Via mes requêtes Google :
On voit que google.be
essaie de « corriger » incorrectes en incorrecta alors qu’incorrectes est bien correct. C’est d’ailleurs surprenant vu qu’il accepte phrase, langue et francaise. En dépit du fait que l’utilisateur ait choisi l’interface en anglais, le moteur de recherche doit donc bien penser qu’il s’agit de termes français.
La capture illustre aussi le fait que Google effectue désormais des remplacements morphologiques dans des langues autres qu’en anglais : bien que l’internaute ait entré phrase, le moteur trouve des pages contenant le mot phrases au pluriel. (Si on veut éviter cela, il suffit de mettre le terme en question entre doubles guillemets droits : "phrase"
ne trouvera pas de pages avec le mot au pluriel.) Il reconnait aussi automatiquement francaise comme variante de française.
[Le vérificateur d’orthographe — le mien, cette fois — ne connaissait pas : l’internaute ; et incorrecta, bien sûr.]
Related posts: Mon pin's est greenz, Cinderella, vair or verre?, Moins dérangeants politiquement pingouins, Clouds of words, Je blogue et j'ai les boules, Finex ! Pooo !, Les poteaux roses, c'est auripilant
Technorati (tags): French, Google, language, langue, langue française, moteurs de recherche, orthographe, search engines
The VP of engineering at Google gave a talk at UCF recently, and highlighted how google translates using their huge database of text. Spelling corrections and translations are context-based and not dictionary/lexicon based.

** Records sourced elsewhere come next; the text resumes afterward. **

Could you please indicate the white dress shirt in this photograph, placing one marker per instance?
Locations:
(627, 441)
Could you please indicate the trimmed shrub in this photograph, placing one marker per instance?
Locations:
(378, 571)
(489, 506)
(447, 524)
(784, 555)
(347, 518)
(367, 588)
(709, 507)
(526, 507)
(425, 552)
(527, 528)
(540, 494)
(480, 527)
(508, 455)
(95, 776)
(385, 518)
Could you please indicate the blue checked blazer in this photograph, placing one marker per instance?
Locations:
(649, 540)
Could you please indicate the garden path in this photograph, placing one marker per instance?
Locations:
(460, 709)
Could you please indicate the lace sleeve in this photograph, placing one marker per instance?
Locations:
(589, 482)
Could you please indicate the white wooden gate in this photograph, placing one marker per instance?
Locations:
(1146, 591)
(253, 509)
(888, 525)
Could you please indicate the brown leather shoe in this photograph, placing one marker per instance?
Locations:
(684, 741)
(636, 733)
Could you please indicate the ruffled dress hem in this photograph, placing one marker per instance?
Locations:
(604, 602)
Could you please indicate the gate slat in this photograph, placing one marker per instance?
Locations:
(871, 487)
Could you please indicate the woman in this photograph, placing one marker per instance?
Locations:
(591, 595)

It appears that google weighs the number of times word X has been used in the presence of other words in the search phrase in comparison to the number of times word Y has been used - and so on, to deliver the correction suggestions. They do this to be able to suggest corrections to proper nouns. “Kofi Annan” was an example he used, Britney Spears was another…
That Google should rely heavily on context doesn’t surprise me. I did wonder whether they bother to identify the language of the query, and if so, how it matters. On
google.be
most queries are bound to be either in French or in Flemish.It’d be interesting to know more about these techniques. For example, there certainly strings that are words in one language (say, Dutch, French, Swedish or Danish), but more frequent, globally, as misspellings of English words. Google doesn’t systematically suggest to correct them, or not on all platforms. Take “littérature” (French, perfectly ok for google if spelled with e instead of é), “literature” and German “Literatur”. Is the last one a typo by an English speaker or a legitimate query from a German speaker?

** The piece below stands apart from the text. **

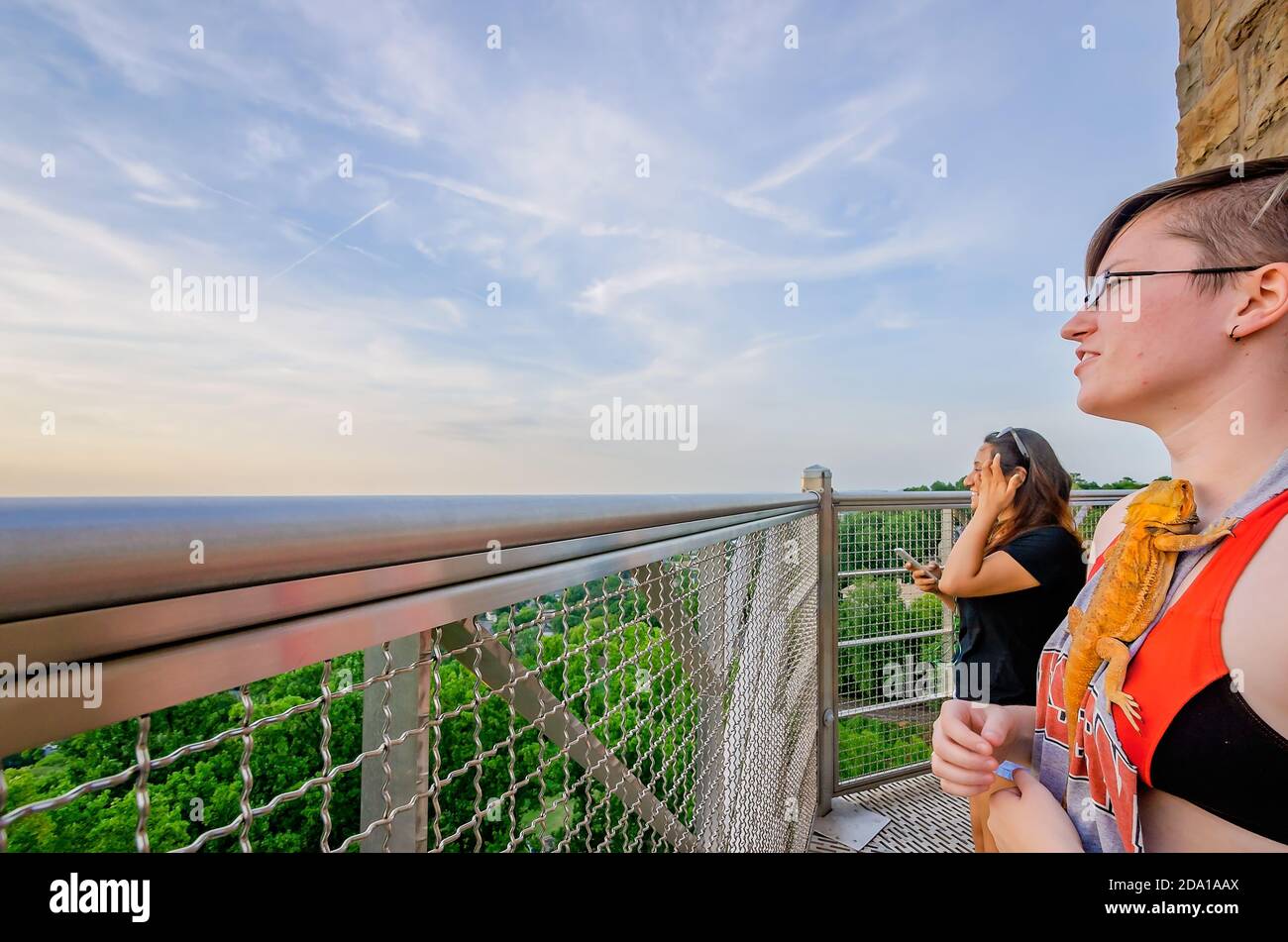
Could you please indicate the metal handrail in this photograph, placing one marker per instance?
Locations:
(295, 581)
(921, 499)
(59, 555)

(The spell checker I use in FF, btw., wanted to replace “littérature” with “littérateur”, using the En/UK dictionary.)
Well, I suppose their techniques affords them insight into the “Correct” spelling regardless of the language the word is in. Once the connection is made between what was typed and what might have been intended, google tries to match it to a language. So if you search for “littérature” (with an e) then google asks you if you want to limit the search to English only, while listing French results.
The way I made sense of it, it is a sort of popularity contest for phrases/words. If enough webpages spell a word wrong across a domain, then that automatically becomes right.
Je n’ai pas ce cas (fr, be ou com) ça dépend de beaucoup de variables.